However sometimes these utilities were too niche to be considered for
stable-baselines or proved to be too difficult to integrate well into
the existing code without creating a mess. sb3-contrib aims to fix this by not
requiring the neatest code integration with existing code and not
setting limits on what is too niche: almost everything remotely useful
goes!
We hope this allows us to provide reliable implementations
following stable-baselines usual standards (consistent style, documentation, etc)
beyond the relatively small scope of utilities in the main repository.
Features
--------
See documentation for the full list of included features.
**RL Algorithms**:
- `Augmented Random Search (ARS) <https://arxiv.org/abs/1803.07055>`_
- `Quantile Regression DQN (QR-DQN)`_
- `PPO with invalid action masking (Maskable PPO) <https://arxiv.org/abs/2006.14171>`_
- `PPO with recurrent policy (RecurrentPPO aka PPO LSTM) <https://ppo-details.cleanrl.dev//2021/11/05/ppo-implementation-details/>`_
- `Truncated Quantile Critics (TQC)`_
- `Trust Region Policy Optimization (TRPO) <https://arxiv.org/abs/1502.05477>`_
**Gym Wrappers**:
- `Time Feature Wrapper`_
Documentation
-------------
Documentation is available online: https://sb3-contrib.readthedocs.io/
Installation
------------
To install Stable-Baselines3 contrib with pip, execute:
::
pip install sb3-contrib
We recommend to use the ``master`` version of Stable Baselines3 and SB3-Contrib.
To install Stable Baselines3 ``master`` version:
::
pip install git+https://github.com/DLR-RM/stable-baselines3
To install Stable Baselines3 contrib ``master`` version:
::
pip install git+https://github.com/Stable-Baselines-Team/stable-baselines3-contrib
Example
-------
SB3-Contrib follows the SB3 API and folder structure. So, if you are familiar with SB3,
using SB3-Contrib should be easy too.
Here is an example of training a Quantile Regression DQN (QR-DQN) agent on the CartPole environment.
.. code-block:: python
from sb3_contrib import QRDQN
policy_kwargs = dict(n_quantiles=50)
model = QRDQN("MlpPolicy", "CartPole-v1", policy_kwargs=policy_kwargs, verbose=1)

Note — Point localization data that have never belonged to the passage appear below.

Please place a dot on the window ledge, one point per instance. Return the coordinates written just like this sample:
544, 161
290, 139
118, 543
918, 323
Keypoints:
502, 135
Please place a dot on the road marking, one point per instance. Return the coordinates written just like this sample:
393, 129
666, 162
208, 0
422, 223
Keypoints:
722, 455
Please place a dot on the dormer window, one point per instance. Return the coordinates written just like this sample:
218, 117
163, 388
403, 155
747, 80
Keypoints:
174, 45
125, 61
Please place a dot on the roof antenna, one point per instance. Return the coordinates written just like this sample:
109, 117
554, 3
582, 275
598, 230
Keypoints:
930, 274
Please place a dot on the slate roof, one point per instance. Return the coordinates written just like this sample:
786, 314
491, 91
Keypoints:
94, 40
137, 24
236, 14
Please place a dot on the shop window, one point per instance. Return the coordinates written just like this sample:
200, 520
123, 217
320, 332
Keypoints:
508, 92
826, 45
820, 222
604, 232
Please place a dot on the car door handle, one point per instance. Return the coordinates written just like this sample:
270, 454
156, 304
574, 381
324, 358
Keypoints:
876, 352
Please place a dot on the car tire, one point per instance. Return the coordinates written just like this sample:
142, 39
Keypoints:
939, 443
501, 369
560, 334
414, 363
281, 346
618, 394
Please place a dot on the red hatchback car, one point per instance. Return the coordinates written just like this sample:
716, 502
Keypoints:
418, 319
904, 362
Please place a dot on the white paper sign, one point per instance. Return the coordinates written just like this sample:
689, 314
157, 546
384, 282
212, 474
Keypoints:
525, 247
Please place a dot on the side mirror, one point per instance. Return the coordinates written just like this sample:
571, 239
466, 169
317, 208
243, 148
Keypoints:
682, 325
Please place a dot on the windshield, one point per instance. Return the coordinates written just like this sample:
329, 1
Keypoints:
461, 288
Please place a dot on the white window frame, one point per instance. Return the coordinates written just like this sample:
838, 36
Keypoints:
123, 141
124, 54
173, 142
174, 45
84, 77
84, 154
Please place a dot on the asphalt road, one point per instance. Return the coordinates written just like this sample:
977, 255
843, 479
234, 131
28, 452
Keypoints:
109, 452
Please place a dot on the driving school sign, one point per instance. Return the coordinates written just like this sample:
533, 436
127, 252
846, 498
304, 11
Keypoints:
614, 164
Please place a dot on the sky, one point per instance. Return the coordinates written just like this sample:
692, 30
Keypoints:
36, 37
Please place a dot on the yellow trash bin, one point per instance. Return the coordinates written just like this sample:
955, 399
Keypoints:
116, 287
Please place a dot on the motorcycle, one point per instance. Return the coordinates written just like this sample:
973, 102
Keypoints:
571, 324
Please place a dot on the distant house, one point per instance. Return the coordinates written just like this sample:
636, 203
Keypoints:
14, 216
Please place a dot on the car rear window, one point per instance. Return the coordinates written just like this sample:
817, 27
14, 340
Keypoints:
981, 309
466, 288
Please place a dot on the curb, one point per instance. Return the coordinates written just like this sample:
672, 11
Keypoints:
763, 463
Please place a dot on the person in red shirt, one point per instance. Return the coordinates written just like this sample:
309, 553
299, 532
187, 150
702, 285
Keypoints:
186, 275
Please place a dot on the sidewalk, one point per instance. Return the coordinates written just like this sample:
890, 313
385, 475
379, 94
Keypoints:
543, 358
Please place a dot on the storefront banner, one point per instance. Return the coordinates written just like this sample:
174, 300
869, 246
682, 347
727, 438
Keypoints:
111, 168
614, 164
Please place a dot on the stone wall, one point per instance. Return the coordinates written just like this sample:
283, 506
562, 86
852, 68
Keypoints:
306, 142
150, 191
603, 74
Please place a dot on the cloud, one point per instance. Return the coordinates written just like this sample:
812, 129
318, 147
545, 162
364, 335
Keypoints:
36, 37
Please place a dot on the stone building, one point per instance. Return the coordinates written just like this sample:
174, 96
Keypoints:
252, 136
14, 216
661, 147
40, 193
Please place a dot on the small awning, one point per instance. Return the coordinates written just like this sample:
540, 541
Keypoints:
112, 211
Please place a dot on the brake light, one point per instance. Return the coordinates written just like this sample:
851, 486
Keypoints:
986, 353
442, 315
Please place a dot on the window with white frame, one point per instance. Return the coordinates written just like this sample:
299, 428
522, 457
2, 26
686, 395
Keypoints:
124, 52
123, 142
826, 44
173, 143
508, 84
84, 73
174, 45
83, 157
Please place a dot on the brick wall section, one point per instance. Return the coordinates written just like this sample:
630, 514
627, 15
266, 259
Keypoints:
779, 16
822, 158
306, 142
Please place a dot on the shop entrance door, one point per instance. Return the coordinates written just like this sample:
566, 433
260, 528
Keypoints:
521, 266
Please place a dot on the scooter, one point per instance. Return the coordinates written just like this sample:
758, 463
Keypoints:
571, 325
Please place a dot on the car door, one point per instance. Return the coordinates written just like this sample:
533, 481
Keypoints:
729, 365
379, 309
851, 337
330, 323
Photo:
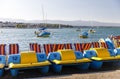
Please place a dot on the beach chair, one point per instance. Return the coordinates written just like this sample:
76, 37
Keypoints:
101, 55
67, 57
2, 58
13, 49
28, 60
35, 47
82, 46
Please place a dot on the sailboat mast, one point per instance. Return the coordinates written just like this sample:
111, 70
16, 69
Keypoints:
43, 16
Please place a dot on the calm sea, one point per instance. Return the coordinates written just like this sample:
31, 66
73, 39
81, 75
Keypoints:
66, 35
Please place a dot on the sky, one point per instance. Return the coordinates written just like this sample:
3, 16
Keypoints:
68, 10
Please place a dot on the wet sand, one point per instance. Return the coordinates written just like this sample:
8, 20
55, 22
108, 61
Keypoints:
106, 72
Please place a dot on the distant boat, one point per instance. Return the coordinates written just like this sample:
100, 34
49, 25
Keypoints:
43, 34
78, 29
40, 30
84, 35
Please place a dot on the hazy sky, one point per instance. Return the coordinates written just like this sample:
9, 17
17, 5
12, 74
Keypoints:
97, 10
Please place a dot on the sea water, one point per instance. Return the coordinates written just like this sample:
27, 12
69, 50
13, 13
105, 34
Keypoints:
65, 35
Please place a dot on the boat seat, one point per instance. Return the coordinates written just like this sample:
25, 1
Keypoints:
26, 65
103, 55
67, 56
28, 59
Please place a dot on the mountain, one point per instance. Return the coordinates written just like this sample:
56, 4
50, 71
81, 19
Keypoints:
74, 23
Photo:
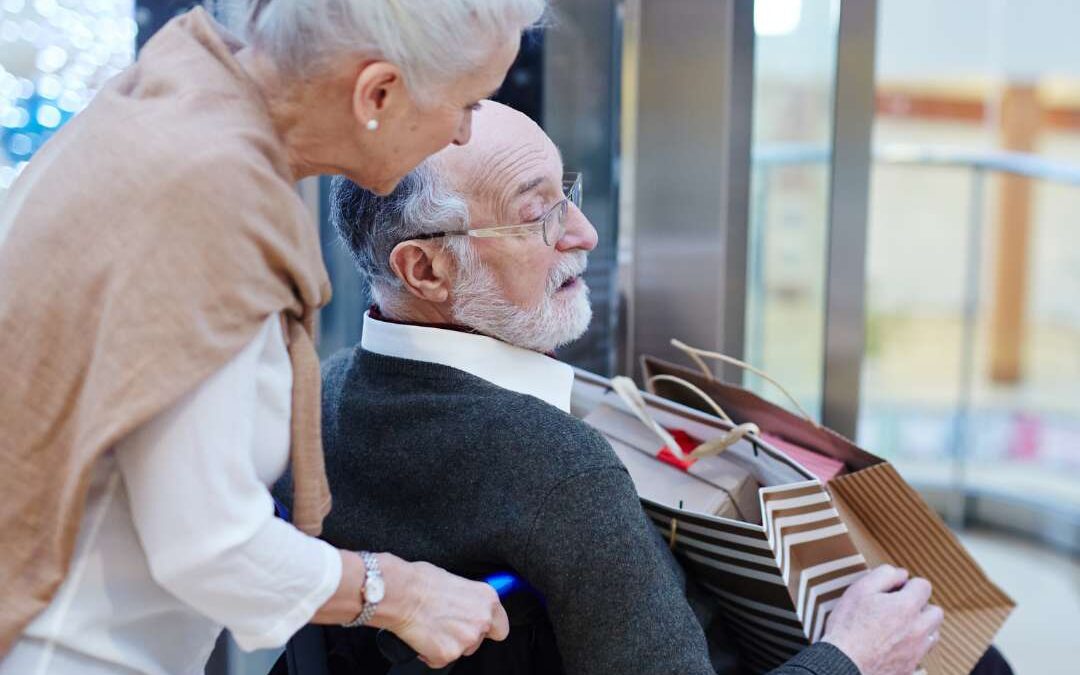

model.learn(total_timesteps=10000, log_interval=4)
model.save("qrdqn_cartpole")
.. _SB3-Contrib: https://github.com/Stable-Baselines-Team/stable-baselines3-contrib
.. _Truncated Quantile Critics (TQC): https://arxiv.org/abs/2005.04269
.. _Quantile Regression DQN (QR-DQN): https://arxiv.org/abs/1710.10044
.. _Time Feature Wrapper: https://arxiv.org/abs/1712.00378